If the input format is Genepop:
Microsat on aye-aye from different locations Chr21 382242, Chr21 383680, Chr21 387251 POP 19_F, 0202 0202 0202 Pop 19.1_F, 0202 0000 0000 19.2_F, 0000 0202 0000 etc.
or the input format is FSTAT:
300 3 2 1 Chr21 382242 Chr21 383680 Chr21 387251 19_F 22 22 22 19.1_F 22 00 00 19.2_F 00 22 00 etc.
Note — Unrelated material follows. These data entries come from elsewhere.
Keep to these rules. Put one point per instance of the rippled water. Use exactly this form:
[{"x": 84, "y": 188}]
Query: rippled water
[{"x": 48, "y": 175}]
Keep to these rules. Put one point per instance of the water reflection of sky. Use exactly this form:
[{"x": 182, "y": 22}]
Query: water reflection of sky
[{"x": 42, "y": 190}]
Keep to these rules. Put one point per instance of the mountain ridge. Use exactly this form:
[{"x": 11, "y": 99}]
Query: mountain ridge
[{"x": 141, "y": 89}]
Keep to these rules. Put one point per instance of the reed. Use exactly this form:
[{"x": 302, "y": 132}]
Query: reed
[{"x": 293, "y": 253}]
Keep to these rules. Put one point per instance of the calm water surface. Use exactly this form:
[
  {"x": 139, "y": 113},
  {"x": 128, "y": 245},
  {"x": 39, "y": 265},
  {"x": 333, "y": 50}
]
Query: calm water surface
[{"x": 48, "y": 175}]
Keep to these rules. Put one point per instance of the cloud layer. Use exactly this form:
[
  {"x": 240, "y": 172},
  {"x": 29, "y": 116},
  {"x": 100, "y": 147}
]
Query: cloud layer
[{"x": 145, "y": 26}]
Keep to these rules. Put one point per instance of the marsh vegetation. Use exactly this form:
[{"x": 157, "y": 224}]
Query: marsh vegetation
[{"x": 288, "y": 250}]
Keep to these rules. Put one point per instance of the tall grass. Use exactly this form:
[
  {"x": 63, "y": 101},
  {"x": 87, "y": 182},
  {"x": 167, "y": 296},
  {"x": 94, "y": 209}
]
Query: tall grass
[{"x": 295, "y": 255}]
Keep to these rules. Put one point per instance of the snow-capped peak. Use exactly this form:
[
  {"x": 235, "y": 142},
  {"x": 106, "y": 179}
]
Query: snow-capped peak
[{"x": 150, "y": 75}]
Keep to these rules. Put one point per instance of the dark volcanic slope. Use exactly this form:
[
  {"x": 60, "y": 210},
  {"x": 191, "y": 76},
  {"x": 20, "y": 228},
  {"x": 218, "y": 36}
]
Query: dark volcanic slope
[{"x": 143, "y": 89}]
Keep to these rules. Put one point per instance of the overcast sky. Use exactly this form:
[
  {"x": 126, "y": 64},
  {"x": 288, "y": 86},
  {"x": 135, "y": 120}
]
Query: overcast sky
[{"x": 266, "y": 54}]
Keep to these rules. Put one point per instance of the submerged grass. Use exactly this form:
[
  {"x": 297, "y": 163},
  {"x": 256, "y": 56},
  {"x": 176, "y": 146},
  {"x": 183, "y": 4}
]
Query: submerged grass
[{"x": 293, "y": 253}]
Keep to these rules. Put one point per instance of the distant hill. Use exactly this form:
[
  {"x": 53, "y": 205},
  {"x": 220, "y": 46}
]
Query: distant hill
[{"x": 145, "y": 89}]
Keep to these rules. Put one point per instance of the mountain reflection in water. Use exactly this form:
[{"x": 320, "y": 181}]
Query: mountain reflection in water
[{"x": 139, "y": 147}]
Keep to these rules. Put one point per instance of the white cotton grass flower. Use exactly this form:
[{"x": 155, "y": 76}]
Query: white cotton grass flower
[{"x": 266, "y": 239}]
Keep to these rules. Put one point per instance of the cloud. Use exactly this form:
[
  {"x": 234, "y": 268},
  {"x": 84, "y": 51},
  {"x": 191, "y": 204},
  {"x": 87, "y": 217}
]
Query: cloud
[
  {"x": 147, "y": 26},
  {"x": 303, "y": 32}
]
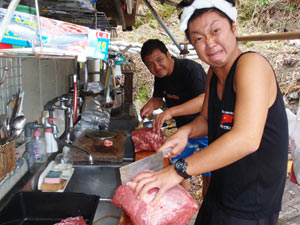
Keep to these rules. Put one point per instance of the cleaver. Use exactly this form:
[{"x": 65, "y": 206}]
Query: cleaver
[{"x": 153, "y": 162}]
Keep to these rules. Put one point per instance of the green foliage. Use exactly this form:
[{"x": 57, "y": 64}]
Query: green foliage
[
  {"x": 261, "y": 3},
  {"x": 167, "y": 11},
  {"x": 163, "y": 10}
]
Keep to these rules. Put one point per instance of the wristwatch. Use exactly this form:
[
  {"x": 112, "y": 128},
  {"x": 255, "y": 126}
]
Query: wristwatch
[{"x": 180, "y": 168}]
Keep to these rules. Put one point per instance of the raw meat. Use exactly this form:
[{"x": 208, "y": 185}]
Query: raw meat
[
  {"x": 145, "y": 139},
  {"x": 176, "y": 207},
  {"x": 72, "y": 221},
  {"x": 108, "y": 143}
]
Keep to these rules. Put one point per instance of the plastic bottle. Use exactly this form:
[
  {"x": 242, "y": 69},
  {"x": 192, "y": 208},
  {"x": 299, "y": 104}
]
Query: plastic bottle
[
  {"x": 48, "y": 139},
  {"x": 64, "y": 162},
  {"x": 54, "y": 146},
  {"x": 38, "y": 147}
]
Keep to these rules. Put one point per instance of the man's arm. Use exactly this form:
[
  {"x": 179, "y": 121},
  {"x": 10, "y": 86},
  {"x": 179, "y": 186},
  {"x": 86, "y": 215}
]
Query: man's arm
[
  {"x": 190, "y": 107},
  {"x": 152, "y": 104}
]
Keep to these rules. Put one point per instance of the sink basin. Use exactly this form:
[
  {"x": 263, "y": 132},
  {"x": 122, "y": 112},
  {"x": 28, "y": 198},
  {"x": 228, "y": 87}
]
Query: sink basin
[
  {"x": 127, "y": 124},
  {"x": 99, "y": 179},
  {"x": 102, "y": 180}
]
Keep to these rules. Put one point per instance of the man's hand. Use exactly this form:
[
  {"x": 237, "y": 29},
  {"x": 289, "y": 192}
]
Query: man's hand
[
  {"x": 160, "y": 119},
  {"x": 147, "y": 110},
  {"x": 152, "y": 104},
  {"x": 177, "y": 142},
  {"x": 163, "y": 180}
]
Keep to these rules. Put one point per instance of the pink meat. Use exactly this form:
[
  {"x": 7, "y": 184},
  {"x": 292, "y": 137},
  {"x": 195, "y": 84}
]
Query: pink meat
[
  {"x": 176, "y": 207},
  {"x": 145, "y": 139},
  {"x": 72, "y": 221}
]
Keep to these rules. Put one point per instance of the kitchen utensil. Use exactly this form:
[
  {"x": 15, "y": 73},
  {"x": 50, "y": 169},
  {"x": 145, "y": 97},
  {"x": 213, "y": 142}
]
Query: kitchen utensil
[
  {"x": 101, "y": 134},
  {"x": 15, "y": 134},
  {"x": 153, "y": 162},
  {"x": 19, "y": 122}
]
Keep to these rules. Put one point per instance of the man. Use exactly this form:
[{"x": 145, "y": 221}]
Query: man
[
  {"x": 181, "y": 82},
  {"x": 245, "y": 119}
]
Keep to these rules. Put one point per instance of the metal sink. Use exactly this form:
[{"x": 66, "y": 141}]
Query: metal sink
[{"x": 99, "y": 179}]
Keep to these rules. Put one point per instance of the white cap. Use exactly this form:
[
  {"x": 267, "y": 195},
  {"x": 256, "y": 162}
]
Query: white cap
[{"x": 222, "y": 5}]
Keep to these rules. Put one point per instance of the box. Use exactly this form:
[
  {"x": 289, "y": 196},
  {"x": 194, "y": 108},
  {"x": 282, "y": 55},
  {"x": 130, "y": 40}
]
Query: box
[{"x": 48, "y": 208}]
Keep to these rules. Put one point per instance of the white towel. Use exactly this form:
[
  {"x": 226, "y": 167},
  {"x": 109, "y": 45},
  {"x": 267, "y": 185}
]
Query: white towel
[{"x": 222, "y": 5}]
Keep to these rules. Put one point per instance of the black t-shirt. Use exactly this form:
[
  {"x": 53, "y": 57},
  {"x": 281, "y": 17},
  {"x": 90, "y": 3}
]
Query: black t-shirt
[
  {"x": 252, "y": 187},
  {"x": 187, "y": 81}
]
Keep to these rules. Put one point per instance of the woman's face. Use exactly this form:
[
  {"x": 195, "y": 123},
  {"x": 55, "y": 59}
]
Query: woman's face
[{"x": 213, "y": 38}]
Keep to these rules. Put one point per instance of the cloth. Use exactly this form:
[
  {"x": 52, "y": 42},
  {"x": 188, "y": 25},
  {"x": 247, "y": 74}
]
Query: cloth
[
  {"x": 187, "y": 81},
  {"x": 211, "y": 214},
  {"x": 192, "y": 146},
  {"x": 252, "y": 187},
  {"x": 222, "y": 5}
]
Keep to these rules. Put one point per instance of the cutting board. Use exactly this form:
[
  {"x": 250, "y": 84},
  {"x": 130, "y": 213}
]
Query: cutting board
[
  {"x": 125, "y": 219},
  {"x": 95, "y": 146}
]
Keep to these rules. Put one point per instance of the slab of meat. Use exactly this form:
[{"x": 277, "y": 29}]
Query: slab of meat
[
  {"x": 176, "y": 207},
  {"x": 72, "y": 221},
  {"x": 145, "y": 139}
]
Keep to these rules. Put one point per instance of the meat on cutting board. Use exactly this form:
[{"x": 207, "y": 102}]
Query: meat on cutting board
[
  {"x": 145, "y": 139},
  {"x": 176, "y": 207}
]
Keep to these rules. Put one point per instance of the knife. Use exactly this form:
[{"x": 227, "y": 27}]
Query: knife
[{"x": 153, "y": 162}]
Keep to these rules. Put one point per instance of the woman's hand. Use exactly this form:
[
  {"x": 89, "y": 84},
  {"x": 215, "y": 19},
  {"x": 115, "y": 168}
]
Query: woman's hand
[
  {"x": 163, "y": 180},
  {"x": 160, "y": 119}
]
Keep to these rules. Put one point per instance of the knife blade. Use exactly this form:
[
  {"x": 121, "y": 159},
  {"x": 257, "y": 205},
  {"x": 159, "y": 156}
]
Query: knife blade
[{"x": 153, "y": 162}]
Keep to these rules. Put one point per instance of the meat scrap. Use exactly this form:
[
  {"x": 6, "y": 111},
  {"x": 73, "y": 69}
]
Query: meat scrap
[
  {"x": 176, "y": 207},
  {"x": 107, "y": 143},
  {"x": 72, "y": 221},
  {"x": 145, "y": 139}
]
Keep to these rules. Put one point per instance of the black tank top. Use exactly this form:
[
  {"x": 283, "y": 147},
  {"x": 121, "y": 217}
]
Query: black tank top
[{"x": 252, "y": 187}]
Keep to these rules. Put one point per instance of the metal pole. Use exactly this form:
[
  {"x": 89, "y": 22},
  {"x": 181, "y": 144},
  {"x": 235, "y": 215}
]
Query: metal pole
[
  {"x": 182, "y": 51},
  {"x": 9, "y": 13},
  {"x": 39, "y": 22}
]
or the input format is CSV:
,19_F,19.1_F,19.2_F,... Chr21 382242,22,22,00 Chr21 383680,22,00,22 Chr21 387251,22,00,00 etc.
output (gd_genotype):
#{"column_names":["chr","pos","A","B","1G","2G","3G"],"dbkey":"aye-aye","individuals":[["19_F",5],["19.1_F",6],["19.2_F",7]],"pos":2,"rPos":2,"ref":1,"scaffold":1,"species":"hg19"} Chr21 382242 N N 0 0 -1 Chr21 383680 N N 0 -1 0 Chr21 387251 N N 0 -1 -1 etc.
if the input format is CSV:
,19_F,19.1_F,19.2_F,... Chr21 382242,C,C,N Chr21 383680,C,N,C Chr21 387251,T,N,N etc.
output (gd_genotype):
#{"column_names":["chr","pos","A","B","1G","2G","3G","4G"],"dbkey":"aye-aye","individuals":[["19_F",5],["19.1_F",6],["19.2_F",7],["...",8]],"pos":2,"rPos":2,"ref":1,"scaffold":1,"species":"hg19"} Chr21 382242 C N 2 2 -1 Chr21 383680 T N 2 -1 2 Chr21 387251 T N 2 -1 -1 etc.